Long-lasting potentiation of transmitter release induced by repetitive presynaptic activities in bull-frog sympathetic ganglia was studied by recording intracellularly fast excitatory post-synaptic potentials (fast e.p.s.p.s.). Following a brief period of post-tetanic potentiation or depression (less than 10 min), the amplitude of the fast e.p.s.p. was potentiated for a period between several tens of minutes and more than 2 h in response to tetanic stimulation of the preganglionic nerve in twenty-one out of twenty-eight cells. Quantal analysis revealed that this long-term potentiation of the fast e.p.s.p. (l.t.p.) was accompanied by an increase in quantal content m (in nine out of twenty-one cells), quantal size (four cells) or both (eight cells). The increased quantal content (presynaptic l.t.p.) declined exponentially (ten cells) or decayed gradually to a certain enhanced level which lasted several hours. In contrast, the increased quantal size grew with a relatively long latency (10-25 min) and remained relatively constant for at least 2 h. The magnitude of presynaptic l.t.p. increased with increased duration of the presynaptic tetanus (33 Hz) from 2 to 5 s.

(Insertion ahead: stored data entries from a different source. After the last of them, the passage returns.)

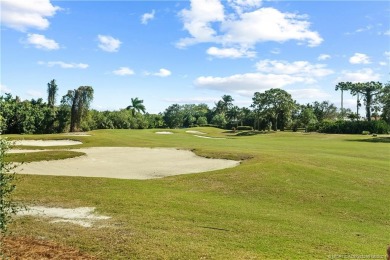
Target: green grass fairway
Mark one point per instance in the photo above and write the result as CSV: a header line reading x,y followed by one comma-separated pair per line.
x,y
294,196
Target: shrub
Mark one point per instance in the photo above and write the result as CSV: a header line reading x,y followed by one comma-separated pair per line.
x,y
312,127
354,127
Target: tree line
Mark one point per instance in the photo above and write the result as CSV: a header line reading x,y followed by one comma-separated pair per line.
x,y
273,109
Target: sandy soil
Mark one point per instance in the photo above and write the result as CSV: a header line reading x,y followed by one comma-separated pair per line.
x,y
84,216
208,137
47,142
164,133
195,132
127,163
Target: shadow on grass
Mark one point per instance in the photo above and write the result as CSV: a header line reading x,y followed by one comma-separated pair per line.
x,y
373,140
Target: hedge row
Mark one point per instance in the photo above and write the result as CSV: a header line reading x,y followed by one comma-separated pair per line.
x,y
354,127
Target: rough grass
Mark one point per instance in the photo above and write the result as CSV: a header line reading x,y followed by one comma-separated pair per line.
x,y
295,196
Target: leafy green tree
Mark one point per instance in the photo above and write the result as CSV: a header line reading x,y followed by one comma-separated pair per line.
x,y
202,120
174,116
368,90
308,117
384,102
274,104
52,89
324,111
79,101
219,120
223,105
233,114
136,106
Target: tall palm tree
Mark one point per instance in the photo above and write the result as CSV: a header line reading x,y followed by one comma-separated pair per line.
x,y
51,92
79,101
136,106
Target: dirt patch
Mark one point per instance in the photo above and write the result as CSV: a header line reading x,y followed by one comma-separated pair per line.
x,y
17,248
127,163
44,143
84,216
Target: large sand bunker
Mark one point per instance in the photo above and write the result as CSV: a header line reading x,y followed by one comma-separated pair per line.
x,y
127,163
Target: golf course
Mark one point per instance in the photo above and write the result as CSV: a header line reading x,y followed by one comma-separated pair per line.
x,y
284,195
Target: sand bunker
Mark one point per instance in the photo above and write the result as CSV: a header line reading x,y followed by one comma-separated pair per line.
x,y
127,163
164,133
208,137
195,132
77,134
46,142
80,216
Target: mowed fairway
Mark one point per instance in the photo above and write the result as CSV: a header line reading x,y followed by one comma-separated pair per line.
x,y
294,196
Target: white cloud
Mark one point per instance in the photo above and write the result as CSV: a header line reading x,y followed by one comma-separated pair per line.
x,y
206,21
108,43
197,21
246,84
269,24
324,57
308,93
230,53
64,65
163,73
363,75
271,74
4,89
194,100
41,42
124,71
34,94
301,68
147,17
23,14
244,5
359,58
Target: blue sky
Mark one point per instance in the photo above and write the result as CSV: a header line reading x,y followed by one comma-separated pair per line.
x,y
167,52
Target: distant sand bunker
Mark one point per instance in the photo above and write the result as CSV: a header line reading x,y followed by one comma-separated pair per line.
x,y
164,133
127,163
47,142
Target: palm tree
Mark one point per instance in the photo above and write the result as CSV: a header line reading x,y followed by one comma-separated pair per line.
x,y
233,114
136,106
79,101
51,93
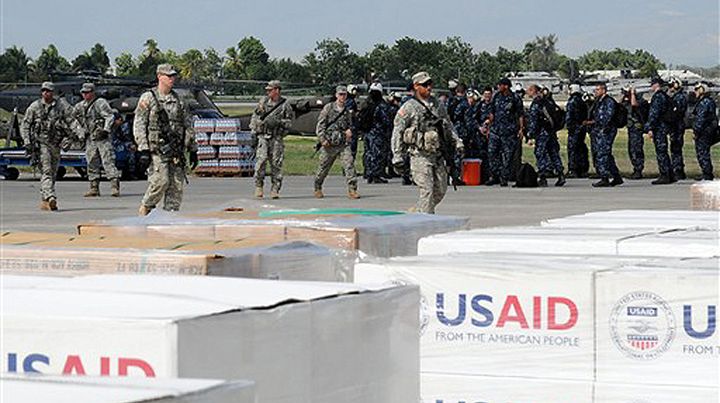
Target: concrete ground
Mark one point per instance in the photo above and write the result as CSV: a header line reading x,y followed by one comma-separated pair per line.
x,y
487,206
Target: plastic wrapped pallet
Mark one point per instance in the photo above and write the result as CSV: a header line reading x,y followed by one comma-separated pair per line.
x,y
443,388
656,220
658,325
299,342
56,389
499,315
376,233
705,196
57,254
579,241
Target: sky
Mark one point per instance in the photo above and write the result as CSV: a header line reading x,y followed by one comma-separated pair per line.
x,y
678,32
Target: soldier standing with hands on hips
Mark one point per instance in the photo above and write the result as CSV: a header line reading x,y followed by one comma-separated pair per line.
x,y
163,132
269,125
96,120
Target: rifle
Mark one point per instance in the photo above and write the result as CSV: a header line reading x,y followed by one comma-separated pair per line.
x,y
447,148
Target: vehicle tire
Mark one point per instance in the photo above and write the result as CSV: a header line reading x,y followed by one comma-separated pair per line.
x,y
12,173
60,173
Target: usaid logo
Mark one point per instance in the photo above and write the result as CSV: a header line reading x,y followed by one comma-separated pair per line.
x,y
642,325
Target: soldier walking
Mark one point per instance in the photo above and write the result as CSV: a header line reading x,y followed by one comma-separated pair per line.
x,y
163,132
96,119
269,125
334,131
46,125
421,127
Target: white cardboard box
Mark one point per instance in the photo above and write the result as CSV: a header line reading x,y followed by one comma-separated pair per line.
x,y
658,326
491,314
442,388
300,342
66,389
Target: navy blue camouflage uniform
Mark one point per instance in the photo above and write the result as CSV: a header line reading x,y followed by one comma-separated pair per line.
x,y
375,156
575,113
705,123
506,111
547,147
677,137
602,137
661,129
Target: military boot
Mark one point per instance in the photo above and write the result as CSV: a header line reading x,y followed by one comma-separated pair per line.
x,y
115,187
94,189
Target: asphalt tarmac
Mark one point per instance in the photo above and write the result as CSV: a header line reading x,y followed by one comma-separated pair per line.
x,y
486,206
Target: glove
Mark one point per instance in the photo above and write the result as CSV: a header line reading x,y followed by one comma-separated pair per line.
x,y
144,159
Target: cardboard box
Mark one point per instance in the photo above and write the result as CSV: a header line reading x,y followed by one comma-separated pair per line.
x,y
443,388
37,253
658,325
376,235
500,315
57,389
299,342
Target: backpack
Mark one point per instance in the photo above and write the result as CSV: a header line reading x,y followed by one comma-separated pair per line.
x,y
619,118
526,176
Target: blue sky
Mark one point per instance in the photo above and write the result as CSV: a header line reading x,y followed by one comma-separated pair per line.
x,y
676,31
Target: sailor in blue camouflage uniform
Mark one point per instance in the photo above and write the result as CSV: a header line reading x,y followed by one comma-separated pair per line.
x,y
677,138
505,122
704,125
659,126
575,113
637,108
602,137
547,148
375,138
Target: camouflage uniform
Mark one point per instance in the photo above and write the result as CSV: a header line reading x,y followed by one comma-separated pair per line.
x,y
414,135
547,148
339,147
677,137
96,119
659,105
167,172
504,140
602,137
705,122
636,121
270,144
576,113
47,126
375,139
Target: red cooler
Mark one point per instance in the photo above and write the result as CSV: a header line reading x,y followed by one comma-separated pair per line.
x,y
471,171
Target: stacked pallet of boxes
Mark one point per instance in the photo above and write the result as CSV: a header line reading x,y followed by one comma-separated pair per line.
x,y
223,148
568,312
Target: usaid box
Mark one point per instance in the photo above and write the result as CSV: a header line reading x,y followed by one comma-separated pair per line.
x,y
443,388
57,389
658,326
300,342
500,315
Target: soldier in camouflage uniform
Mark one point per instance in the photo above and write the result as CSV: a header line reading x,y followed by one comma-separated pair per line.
x,y
637,108
95,118
576,113
677,126
334,131
380,128
659,126
47,124
269,125
602,137
506,129
547,148
705,123
163,132
414,134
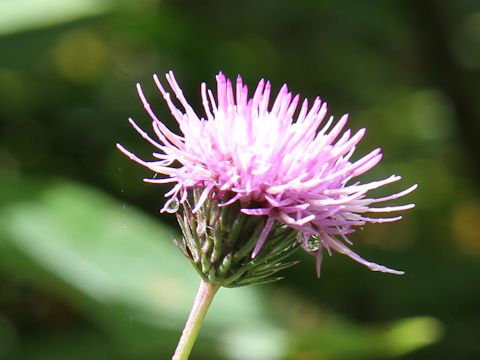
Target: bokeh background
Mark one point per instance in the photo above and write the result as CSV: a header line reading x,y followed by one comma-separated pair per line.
x,y
87,266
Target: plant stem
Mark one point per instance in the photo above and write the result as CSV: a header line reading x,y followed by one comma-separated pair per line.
x,y
204,298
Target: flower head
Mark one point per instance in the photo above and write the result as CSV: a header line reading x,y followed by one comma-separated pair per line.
x,y
283,161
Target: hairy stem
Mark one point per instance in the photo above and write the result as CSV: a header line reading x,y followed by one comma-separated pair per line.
x,y
204,298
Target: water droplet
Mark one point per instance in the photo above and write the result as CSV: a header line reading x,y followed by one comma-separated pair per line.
x,y
172,205
313,243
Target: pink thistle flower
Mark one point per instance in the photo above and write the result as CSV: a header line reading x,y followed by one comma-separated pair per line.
x,y
280,161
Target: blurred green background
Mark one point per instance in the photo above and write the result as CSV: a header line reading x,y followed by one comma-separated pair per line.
x,y
87,266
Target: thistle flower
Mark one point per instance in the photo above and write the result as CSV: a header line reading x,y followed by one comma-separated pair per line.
x,y
285,163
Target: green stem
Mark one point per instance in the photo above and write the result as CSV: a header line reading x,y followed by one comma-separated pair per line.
x,y
204,298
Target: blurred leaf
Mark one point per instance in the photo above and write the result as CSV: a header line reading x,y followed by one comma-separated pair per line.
x,y
119,267
20,15
340,339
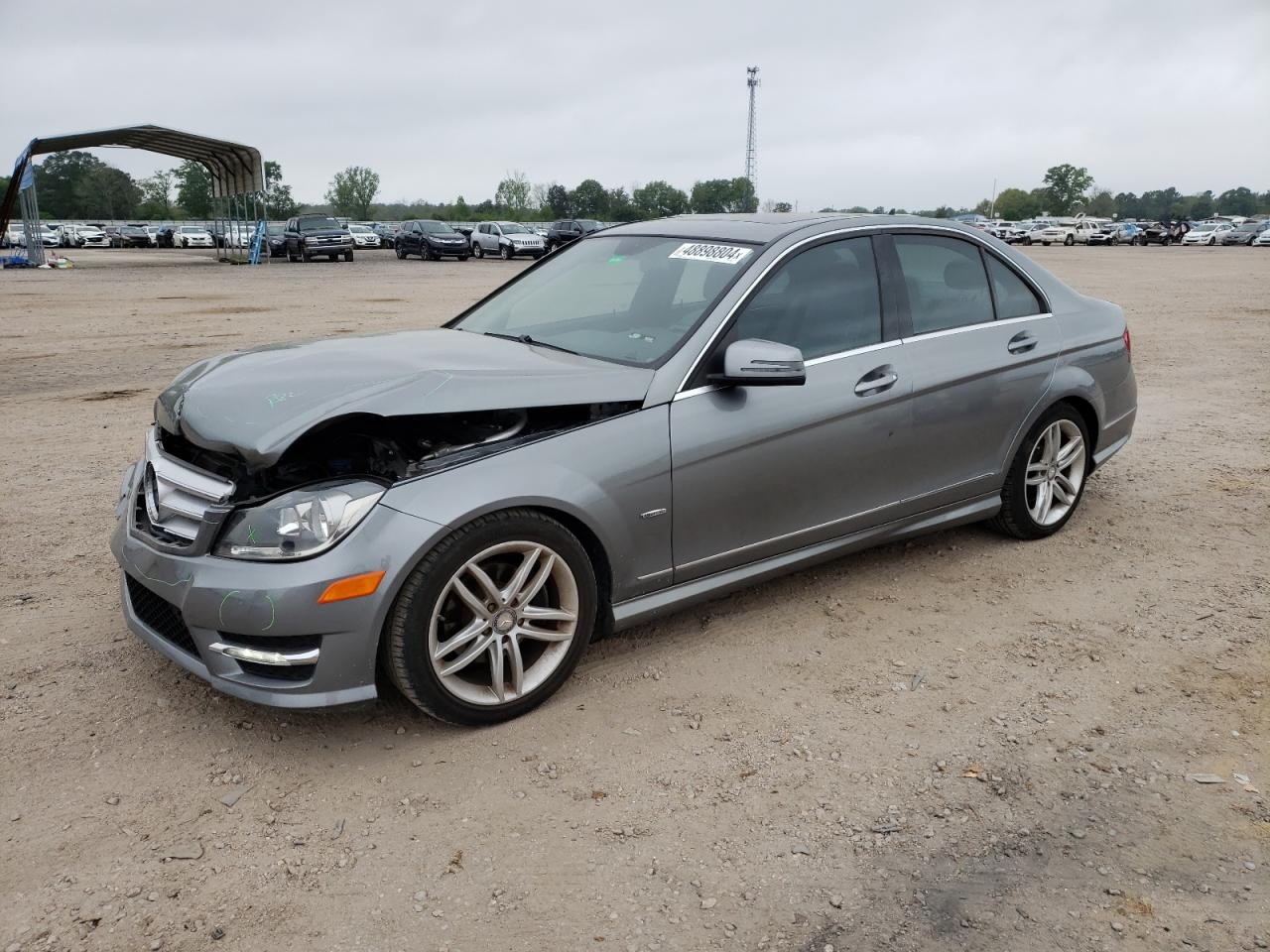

No l.t.p. was elicited by a 1-s tetanus, whereas the time course appears to be independent of the tetanus duration and the magnitude of l.t.p. There was a positive correlation between the magnitude of presynaptic l.t.p. and the pre-tetanic quantal content up to m = 3, but the former deviated from linear regression when the value of the latter exceeded 3. No l.t.p. occurred when quantal content was less than 0.5. A tetanus (33 Hz, 10 s) applied in Ca2+-free solution elicited no presynaptic l.t.p., while the same tetanus in normal Ringer solution produced a large presynaptic l.t.p. Presynaptic l.t.p. was enhanced in magnitude at low temperature (8-10 degrees C). These results demonstrate the existence of a use-dependent, long-term potentiation of transmitter release in bull-frog sympathetic ganglia. Several possible mechanisms are discussed in terms of Ca2+-buffering mechanisms of the presynaptic nerve terminals.